ステラがバスティンに突拍子もない愛の告白をした瞬間その場は静まり返った。


(きゃゃゃぁぁぁ〜〜〜!!私ったらなんてこと言ったのよー!これじゃぁ完全に逆プロポーズじゃん。いや将来的にはバスティンの妻になりたいという夢というか願望だけども今私がバスティンに言おうとしたのは『あなたの事が好きです』っていう普通の告白をするつもりだったのに。生バスティンを目の前にして感情が溢れ出しちゃってたから完全に告白の仕方間違ったー!)


ステラは一瞬固まるも自分がバスティンに言った言葉に対して内心頭を混乱させて考えていた。


(それにこの空気何だかあんまりよろしくない空気なのは気のせい?何だかお父様とお兄様の表情がおかしい気もするけど)


ステラは妙な空気が流れているその場の雰囲気を感じ取りながら周りを見渡しダニーとジョシュアの様子が何だか変だなと思っていた。


「もぅ降ろしてもいいですか?」


そんな一人混乱するステラへバスティンは冷静にステラへ声をかけた。


「え?あ、はいっ!だ、大丈夫です」


ステラはバスティンに声をかけられ慌てて言った。


すると、、


バスティンはステラをおろした。


「あの本当に助けて頂きありがとうございまたし。それと、その、、先程言った事なのですが」


おろしてもらったステラはバスティンへお礼を言うと少し気まずそうに言った。


「私は気にしていませんし結婚する気もありませんしはっきり言ってその様な気持ちも迷惑です」


バスティンはステラが最後まで話す前に話を遮りとても冷めた目をしてステラへ言った。


バスティンがそう言った瞬間その場の空気が凍りついた。


「申し訳ありませんでした。そうですよね。突然あの様な事を言われても迷惑ですよね。本当に申し訳ありませんでした」


凍りついた空気の中ステラは下を俯きバスティンへと謝罪した。


(そりぁそうだよね。いきなりあんな事言われたらそりぁ困るよね。私がどんな人間ともわからないのに)


ステラはバスティンへ謝罪しつつそんな事を考えていた。


(それにしてもバスティン。普段の顔もだけど怒った様な冷たい目をしたバスティンも素敵すぎない?ちょっとあまりにも刺激が強すぎて思わず俯いてしまったわ。もぉ生バスティンが目の前にいるってだけで感情がおかしくなってるっていうのに)


ステラは俯いたままニヤついた表情を周りにバレない様にと必死に耐えながら脳内は悶絶していた。

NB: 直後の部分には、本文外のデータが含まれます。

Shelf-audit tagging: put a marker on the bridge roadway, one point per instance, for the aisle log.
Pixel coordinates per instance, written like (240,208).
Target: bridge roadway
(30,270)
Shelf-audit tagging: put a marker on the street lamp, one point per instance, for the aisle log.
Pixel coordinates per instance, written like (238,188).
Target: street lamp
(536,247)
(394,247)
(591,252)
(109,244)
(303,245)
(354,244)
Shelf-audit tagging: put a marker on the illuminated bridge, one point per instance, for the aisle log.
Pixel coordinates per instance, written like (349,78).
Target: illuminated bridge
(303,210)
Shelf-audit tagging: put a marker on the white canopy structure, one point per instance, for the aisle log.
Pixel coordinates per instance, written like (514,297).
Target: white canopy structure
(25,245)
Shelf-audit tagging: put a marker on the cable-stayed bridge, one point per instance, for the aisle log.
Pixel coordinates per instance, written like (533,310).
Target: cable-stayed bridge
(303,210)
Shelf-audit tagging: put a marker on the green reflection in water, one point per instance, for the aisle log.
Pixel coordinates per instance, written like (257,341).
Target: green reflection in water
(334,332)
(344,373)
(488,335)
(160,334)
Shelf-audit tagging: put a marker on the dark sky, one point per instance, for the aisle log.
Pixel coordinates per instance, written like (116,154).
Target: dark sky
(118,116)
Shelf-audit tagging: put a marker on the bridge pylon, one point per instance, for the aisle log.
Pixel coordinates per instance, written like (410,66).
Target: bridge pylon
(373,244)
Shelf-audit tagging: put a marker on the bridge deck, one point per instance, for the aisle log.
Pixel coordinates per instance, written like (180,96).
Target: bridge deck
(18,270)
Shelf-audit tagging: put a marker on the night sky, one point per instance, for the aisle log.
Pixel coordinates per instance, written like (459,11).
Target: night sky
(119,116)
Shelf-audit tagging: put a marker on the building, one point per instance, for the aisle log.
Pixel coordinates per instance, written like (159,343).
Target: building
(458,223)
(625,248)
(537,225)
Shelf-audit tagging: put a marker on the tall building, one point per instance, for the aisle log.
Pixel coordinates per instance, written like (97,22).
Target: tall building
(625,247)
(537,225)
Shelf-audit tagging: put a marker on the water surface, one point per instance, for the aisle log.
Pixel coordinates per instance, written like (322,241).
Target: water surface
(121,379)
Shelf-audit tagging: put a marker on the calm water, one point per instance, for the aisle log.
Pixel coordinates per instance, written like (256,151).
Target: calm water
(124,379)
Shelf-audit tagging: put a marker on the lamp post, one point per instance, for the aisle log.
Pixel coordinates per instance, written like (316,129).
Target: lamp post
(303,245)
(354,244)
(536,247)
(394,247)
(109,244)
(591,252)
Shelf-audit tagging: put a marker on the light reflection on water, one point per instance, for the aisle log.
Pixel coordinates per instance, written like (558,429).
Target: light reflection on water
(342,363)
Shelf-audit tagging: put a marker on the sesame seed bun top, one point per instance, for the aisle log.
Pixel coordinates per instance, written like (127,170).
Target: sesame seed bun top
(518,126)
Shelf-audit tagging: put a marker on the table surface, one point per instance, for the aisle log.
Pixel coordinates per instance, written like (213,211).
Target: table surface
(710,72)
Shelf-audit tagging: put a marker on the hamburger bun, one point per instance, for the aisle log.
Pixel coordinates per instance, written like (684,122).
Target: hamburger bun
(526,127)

「バスティン!いくら何でもその様な言い方はないだろう!」


ステラが悶絶しているとダニーがバスティンの方へとやってきて強めの口調でバスティンへと言った。


「ですが師匠。変に相手に期待を与えるよりかははっきりと伝えた方が相手の為ではありませんか?」


バスティンは冷静にダニーへと応えた。


「しかし期待を持たせる事はよくないとしてもあそこまではっきり迷惑だと言うのはいくら何でも相手の気持ちをまったく考えなさすぎるぞ!」


ダニーは少し落ち着き冷静にバスティンへと言った。


「昔から中途半端な事や言動は控える様に師匠から教わったのですがね。それなのにその師匠がその様な事を言うとは」


バスティンは淡々と冷静にダニーへ言った。


「バスティンお前!」


ダニーはグッとした表情で言った。


「師匠、この話はここまでにしてもよろしいですか?私は陛下への挨拶がまだ済んでいませんので挨拶を済ませてきたいのです」


バスティンがダニーへ言った。


「はぁ。いいだろう。早く陛下達に挨拶をしてこい。この話はまた後日するとしよう」


ダニーはため息混じりにバスティンへ言った。


「分かりました。では失礼します」


バスティンはそう言う宮殿内へと向かったのだった。


バスティンがその場から去るとすぐにダニーとジョシュアがステラの元へと駆け寄った。


「ステラ。だ、大丈夫か?」


「スー大丈夫?」


下を俯いたままのステラを見た二人はオロオロしながらステラへと声をかけた。


(はぁ。まったく普段は周りから恐れる程の二人がステラの前だとあんなにもか弱い動物みたいになるなんてね)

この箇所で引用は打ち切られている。